Question: Are there elementary additional conditions ensuring that an irreducible element is prime?
$x\in S \setminus \{e\}$ is called irreducible, if $x = yz$ implies $y = x$ or $y = e$.
$x \in S \setminus \{e\}$ is called prime, if for any $y,y' \in S$ with $x z = yy'$ for a $z \in S$ it is true that there exists a $w \in S$ such that $x w = y$ or $x w =y'$ (one can also formulate: if $x$ divides $yz$ then it already divides $y$ or $z$).

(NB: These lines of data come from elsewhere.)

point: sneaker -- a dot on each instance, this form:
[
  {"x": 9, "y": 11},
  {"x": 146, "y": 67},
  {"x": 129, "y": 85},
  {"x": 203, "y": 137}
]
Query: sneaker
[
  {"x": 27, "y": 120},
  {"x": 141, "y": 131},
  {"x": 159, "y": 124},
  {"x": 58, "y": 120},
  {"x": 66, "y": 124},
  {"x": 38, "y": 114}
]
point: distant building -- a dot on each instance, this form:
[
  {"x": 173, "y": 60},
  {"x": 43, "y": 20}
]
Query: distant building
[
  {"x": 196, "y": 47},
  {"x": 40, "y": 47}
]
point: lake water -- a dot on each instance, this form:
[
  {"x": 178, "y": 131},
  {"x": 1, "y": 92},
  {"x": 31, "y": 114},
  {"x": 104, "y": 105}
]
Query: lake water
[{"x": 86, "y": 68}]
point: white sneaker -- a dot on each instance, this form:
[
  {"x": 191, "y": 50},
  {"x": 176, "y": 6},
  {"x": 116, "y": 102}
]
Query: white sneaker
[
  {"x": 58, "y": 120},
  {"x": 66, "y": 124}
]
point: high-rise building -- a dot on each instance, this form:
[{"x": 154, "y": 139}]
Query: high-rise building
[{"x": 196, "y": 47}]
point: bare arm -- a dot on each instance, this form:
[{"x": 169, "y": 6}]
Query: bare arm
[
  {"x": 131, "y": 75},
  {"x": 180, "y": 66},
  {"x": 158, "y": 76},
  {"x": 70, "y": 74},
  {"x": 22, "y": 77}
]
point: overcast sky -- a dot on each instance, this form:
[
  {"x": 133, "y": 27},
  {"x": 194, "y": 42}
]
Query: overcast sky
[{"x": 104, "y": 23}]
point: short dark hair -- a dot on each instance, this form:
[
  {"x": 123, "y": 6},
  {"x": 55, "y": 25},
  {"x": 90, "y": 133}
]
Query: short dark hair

I would be happy if someone could provide a result not restricted to finite semigroups. An example I have in mind is $S = \mathcal{N}_f(\mathbb{R})$ the set of finite point measures $m$ on $\mathbb{R}$, i.e. measures of the form $m=\sum_{i=1}^k n_i \delta_{x_i}$ for some $x_i \in \mathbb{R}$, $n_i \in \mathbb{N}$ for $i = 1, \dotsc, k\in \mathbb{N}_0$. A binary operation on $S$ is the addition of measures and the neutral element is $e=0$, the null measure. One can check that irreducible and prime elements coincide: $\{\delta_x: x \in \mathbb{R}\}$. Are there additional "features" of this particular semigroup responsible for the coincidence of the two sets?